Eppure la tentazione del potere per Mattarella potrebbe cominciare a farsi più forte. E in fondo è semplice. Basta mostrarsi disponibile a restare al Colle per un secondo mandato presidenziale. E così darsi la possibilità di coronare una carriera al culmine del successo e del favore popolare, come pochi altri Capi di Stato hanno avuto. Forse solo Sandro Pertini. Alla Scala (dove la prima è tornata in grande stile dopo lo stop del 2020 causa Covid) per Mattarella ci sono stati oltre 6 minuti di applausi. Fra decorazioni floreali firmate Armani, con 10mila rose e 3mila orchidee.
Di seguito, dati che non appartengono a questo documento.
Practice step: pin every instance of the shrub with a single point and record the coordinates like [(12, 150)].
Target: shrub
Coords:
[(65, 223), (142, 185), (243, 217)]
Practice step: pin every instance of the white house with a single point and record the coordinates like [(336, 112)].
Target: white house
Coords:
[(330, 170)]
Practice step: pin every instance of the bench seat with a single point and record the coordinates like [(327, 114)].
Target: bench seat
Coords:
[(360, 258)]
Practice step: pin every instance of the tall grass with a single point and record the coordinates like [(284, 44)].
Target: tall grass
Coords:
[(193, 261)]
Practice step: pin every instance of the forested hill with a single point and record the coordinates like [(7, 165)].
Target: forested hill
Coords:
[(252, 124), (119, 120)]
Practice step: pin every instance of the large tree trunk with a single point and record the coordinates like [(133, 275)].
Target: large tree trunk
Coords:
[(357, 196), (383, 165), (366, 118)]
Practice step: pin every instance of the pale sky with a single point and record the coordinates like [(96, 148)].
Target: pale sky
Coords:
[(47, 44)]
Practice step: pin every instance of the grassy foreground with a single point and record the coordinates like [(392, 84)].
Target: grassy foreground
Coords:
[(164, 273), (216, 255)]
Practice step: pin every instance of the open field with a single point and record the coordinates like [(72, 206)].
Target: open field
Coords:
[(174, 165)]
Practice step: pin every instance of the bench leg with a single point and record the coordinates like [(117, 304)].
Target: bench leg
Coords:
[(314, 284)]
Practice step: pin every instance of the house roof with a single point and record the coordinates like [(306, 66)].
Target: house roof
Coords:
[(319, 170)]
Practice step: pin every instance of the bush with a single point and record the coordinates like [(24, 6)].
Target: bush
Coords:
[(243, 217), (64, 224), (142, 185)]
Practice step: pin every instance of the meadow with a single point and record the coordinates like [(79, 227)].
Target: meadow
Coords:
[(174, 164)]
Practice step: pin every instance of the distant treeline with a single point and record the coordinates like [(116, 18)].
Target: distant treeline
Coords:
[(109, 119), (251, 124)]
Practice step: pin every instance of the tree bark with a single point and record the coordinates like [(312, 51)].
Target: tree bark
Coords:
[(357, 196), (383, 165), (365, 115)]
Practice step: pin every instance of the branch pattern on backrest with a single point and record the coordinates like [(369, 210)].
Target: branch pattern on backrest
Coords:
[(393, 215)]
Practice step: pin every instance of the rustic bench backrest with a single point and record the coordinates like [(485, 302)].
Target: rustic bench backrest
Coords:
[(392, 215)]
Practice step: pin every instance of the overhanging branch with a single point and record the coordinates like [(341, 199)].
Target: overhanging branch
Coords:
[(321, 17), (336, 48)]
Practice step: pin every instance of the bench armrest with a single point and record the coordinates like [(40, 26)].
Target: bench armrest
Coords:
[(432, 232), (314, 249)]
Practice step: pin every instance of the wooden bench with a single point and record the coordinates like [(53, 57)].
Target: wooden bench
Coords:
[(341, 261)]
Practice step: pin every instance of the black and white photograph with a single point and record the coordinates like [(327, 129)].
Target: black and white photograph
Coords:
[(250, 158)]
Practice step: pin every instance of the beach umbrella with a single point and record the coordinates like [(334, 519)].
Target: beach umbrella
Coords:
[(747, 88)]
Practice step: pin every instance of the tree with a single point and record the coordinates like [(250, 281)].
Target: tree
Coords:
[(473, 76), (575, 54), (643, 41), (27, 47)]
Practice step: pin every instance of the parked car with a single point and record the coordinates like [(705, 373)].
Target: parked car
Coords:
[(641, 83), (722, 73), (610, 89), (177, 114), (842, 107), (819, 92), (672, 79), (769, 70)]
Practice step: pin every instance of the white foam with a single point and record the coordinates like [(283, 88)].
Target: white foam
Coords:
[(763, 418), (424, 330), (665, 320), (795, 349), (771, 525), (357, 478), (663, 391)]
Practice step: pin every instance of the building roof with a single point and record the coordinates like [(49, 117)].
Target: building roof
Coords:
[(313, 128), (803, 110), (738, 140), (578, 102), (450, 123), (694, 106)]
E la richiesta a gran voce di un ‘bis’. Un fatto che il direttore Riccardo Chailly, rivolgendosi al Capo dello Stato, ha definito “rarissimo” in quanto il pubblico lo chiede solo “ai grandi cantanti“. Più semplicemente: la dimostrazione che milioni di italiani in tutto il Paese vorrebbero Mattarella ancora al Quirinale, così come testimoniano i sondaggi, per un nuovo mandato dopo la scadenza del settennato a gennaio 2022.
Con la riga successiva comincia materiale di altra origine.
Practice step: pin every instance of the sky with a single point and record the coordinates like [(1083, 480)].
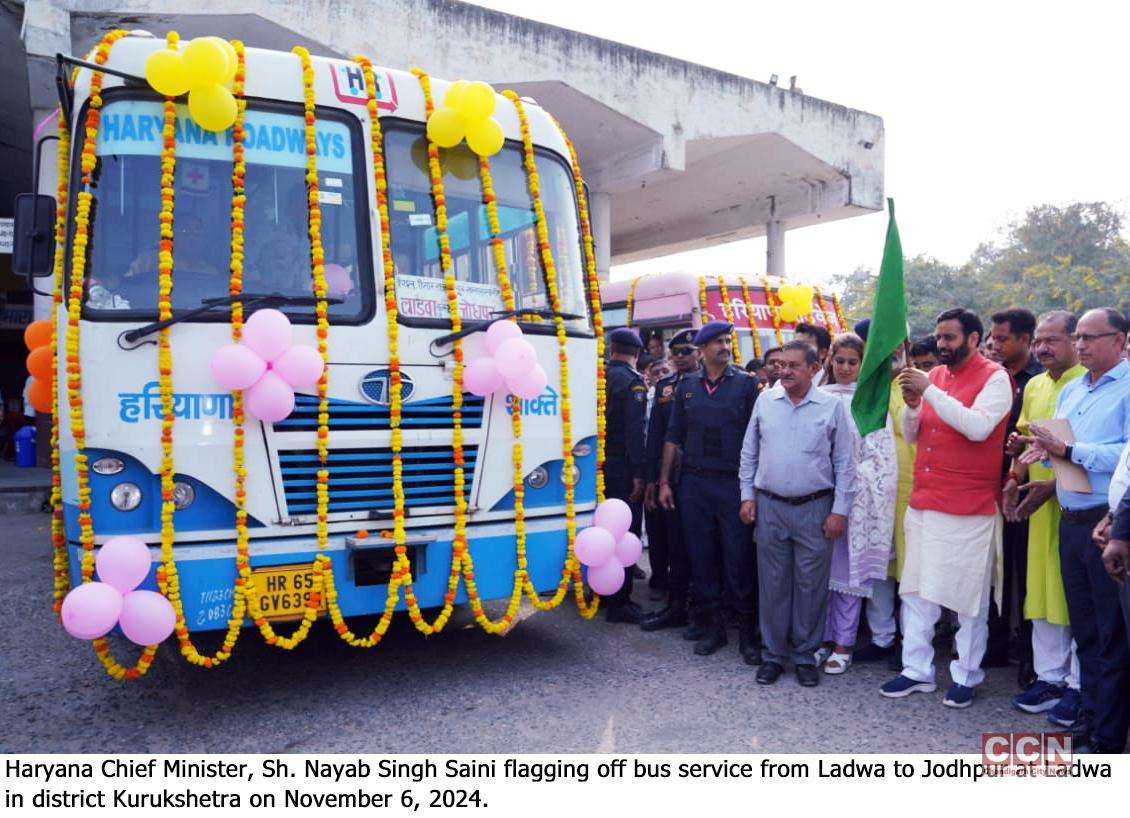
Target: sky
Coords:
[(989, 107)]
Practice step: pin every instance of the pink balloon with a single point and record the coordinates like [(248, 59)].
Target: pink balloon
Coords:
[(147, 617), (481, 376), (300, 366), (500, 332), (593, 546), (270, 400), (515, 358), (606, 579), (338, 280), (236, 366), (90, 610), (615, 515), (628, 549), (268, 333), (530, 384), (123, 563)]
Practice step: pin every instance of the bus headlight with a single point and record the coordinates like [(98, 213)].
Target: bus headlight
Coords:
[(107, 466), (183, 494), (576, 475), (125, 496), (538, 478)]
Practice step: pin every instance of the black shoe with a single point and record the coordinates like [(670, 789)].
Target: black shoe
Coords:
[(872, 653), (670, 617), (712, 642), (808, 676), (748, 643), (628, 612), (768, 672)]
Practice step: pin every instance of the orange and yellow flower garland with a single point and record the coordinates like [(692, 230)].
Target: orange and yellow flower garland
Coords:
[(60, 556), (572, 566), (753, 319), (598, 319), (728, 312), (774, 311), (81, 238)]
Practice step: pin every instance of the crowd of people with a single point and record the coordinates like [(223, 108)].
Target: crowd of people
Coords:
[(993, 501)]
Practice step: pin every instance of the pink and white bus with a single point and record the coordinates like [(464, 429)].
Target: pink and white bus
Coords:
[(670, 301)]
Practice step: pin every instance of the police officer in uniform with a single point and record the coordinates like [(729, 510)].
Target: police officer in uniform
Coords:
[(624, 450), (709, 419), (668, 522)]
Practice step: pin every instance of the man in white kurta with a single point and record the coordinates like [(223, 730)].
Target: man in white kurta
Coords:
[(957, 416)]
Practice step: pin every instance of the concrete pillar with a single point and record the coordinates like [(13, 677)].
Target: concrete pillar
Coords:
[(774, 247), (600, 209)]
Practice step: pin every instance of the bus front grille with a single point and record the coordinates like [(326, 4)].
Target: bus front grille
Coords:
[(345, 415), (361, 479)]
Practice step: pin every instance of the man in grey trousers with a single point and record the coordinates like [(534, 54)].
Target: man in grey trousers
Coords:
[(797, 475)]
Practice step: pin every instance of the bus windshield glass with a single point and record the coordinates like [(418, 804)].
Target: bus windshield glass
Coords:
[(420, 293), (122, 279)]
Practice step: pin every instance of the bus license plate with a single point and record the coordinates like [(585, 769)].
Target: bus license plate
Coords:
[(283, 590)]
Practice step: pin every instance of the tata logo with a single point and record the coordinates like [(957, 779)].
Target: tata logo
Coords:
[(375, 386)]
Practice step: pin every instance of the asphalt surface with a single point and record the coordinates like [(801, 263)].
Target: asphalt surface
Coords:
[(556, 684)]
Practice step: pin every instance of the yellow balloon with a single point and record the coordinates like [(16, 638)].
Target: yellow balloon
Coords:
[(445, 128), (206, 61), (476, 102), (211, 107), (229, 58), (485, 138), (164, 70), (454, 94)]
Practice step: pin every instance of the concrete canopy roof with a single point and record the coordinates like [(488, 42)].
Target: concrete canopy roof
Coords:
[(681, 156)]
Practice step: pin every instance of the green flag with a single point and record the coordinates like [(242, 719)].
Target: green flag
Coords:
[(884, 337)]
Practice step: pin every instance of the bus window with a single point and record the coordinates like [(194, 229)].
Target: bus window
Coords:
[(127, 199), (415, 243)]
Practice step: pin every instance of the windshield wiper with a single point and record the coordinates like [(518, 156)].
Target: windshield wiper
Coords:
[(500, 315), (131, 337)]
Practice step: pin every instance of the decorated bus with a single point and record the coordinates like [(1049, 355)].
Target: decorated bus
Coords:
[(275, 278), (764, 310)]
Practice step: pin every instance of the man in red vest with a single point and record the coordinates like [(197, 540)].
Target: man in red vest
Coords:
[(957, 415)]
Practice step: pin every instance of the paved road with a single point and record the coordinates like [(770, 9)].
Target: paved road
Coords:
[(556, 684)]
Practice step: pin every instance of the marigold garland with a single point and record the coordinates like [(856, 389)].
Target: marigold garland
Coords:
[(572, 566), (167, 575), (774, 311), (80, 241), (598, 319), (728, 312), (753, 319), (824, 309)]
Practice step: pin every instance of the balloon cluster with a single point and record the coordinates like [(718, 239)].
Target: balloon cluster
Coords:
[(268, 365), (37, 338), (796, 301), (94, 608), (607, 546), (466, 113), (511, 362), (203, 71)]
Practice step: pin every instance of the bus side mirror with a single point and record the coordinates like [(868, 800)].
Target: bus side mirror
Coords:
[(34, 240)]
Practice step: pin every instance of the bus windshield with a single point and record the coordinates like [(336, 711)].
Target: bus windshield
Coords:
[(122, 278), (420, 293)]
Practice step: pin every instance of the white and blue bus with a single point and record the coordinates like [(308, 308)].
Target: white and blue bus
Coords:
[(119, 354)]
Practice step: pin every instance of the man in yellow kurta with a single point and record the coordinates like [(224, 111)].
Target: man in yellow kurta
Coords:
[(1057, 685)]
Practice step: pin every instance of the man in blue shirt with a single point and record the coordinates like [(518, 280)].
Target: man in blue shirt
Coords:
[(1097, 406), (797, 476)]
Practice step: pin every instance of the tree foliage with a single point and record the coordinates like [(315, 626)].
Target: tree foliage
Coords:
[(1055, 258)]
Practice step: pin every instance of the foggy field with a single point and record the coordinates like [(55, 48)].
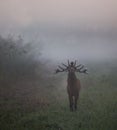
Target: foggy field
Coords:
[(26, 105), (35, 37)]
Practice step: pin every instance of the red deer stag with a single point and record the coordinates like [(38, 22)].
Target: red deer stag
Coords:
[(73, 84)]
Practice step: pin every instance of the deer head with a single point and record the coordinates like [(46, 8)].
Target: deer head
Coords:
[(72, 67)]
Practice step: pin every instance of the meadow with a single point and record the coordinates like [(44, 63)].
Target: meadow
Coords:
[(38, 101)]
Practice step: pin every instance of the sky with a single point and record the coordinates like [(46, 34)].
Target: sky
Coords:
[(59, 23)]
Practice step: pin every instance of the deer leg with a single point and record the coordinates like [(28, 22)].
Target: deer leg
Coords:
[(76, 99), (71, 102)]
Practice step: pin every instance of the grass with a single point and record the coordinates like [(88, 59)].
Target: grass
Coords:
[(97, 106)]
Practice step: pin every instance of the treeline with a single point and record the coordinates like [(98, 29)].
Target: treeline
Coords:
[(19, 59)]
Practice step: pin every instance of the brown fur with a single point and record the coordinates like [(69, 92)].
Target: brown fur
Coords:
[(73, 89)]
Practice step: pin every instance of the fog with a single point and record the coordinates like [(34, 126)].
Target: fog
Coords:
[(66, 29)]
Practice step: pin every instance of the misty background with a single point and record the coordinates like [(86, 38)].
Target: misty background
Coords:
[(82, 30)]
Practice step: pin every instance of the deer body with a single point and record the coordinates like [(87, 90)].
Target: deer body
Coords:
[(73, 89), (73, 84)]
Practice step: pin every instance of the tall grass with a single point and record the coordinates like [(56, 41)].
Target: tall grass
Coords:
[(40, 102)]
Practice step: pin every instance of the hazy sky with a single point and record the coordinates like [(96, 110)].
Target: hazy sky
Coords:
[(86, 13), (38, 17)]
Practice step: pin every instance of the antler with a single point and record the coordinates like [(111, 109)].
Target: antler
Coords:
[(61, 69), (81, 69)]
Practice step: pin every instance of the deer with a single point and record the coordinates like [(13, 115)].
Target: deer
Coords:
[(73, 83)]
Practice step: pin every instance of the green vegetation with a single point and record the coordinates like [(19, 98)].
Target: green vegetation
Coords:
[(37, 101)]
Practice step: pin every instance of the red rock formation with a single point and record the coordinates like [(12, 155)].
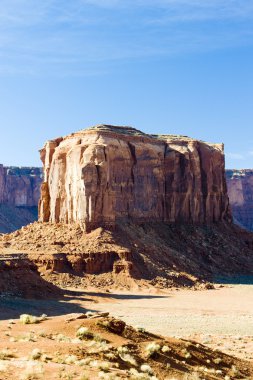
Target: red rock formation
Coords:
[(240, 191), (105, 174), (19, 196), (20, 186)]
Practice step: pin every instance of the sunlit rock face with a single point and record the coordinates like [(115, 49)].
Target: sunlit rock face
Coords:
[(240, 190), (105, 174)]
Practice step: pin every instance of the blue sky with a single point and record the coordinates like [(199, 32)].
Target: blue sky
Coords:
[(162, 66)]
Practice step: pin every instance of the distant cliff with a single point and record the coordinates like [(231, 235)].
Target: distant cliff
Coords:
[(106, 174), (240, 191), (19, 196)]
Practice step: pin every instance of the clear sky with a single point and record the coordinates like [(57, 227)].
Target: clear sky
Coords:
[(162, 66)]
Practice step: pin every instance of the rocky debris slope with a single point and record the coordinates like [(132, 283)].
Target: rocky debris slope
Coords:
[(19, 196), (130, 255), (105, 174), (240, 191), (19, 277), (98, 347)]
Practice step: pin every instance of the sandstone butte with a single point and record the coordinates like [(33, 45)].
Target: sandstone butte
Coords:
[(105, 174), (240, 191), (122, 208)]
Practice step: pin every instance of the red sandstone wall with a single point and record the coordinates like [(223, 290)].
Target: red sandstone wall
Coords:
[(105, 174)]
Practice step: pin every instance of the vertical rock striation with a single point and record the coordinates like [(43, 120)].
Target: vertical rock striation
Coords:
[(105, 174), (240, 191)]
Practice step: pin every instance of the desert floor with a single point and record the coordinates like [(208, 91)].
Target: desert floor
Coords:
[(219, 318)]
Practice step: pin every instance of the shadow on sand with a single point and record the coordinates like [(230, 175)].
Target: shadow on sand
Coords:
[(12, 307), (235, 280), (125, 296)]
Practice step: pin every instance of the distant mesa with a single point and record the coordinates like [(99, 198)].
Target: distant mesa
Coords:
[(105, 174), (19, 196), (240, 191)]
Ipersensibili a quello che, nel suo piccolo, appare più forte di un sondaggio, lo sono anche i partiti politici. L’ovazione riservata dalla Scala a Mattarella ha fatto notizia e drizzato le antenne ai leader della maggioranza di unità nazionale che sostiene il Governo Draghi. Secondo l’agenzia di stampa Dire, l’ipotesi del Mattarella bis non è uscita di scena. È il tema che ancora percorre le relazioni tra i capi partito, nonostante le smentite. I contatti sono frequenti e riguardano, in questa fase, la costruzione di un’unità parlamentare in grado di eleggere un presidente alle prime tre votazioni, con quorum dei due terzi dei 1.007 grandi elettori, cioè quota 672. Una condizione che significa anche assicurare la prosecuzione della legislatura e la tenuta della maggioranza che sostiene il governo Draghi. Non solo. In Parlamento cresce il fronte di quanti vogliono tenere a tutti i costi Mario Draghi a Palazzo Chigi. Un’assicurazione sulla vita dell’esecutivo e sul prosieguo della legislatura. I giochi, dunque, sono ancora tutti aperti.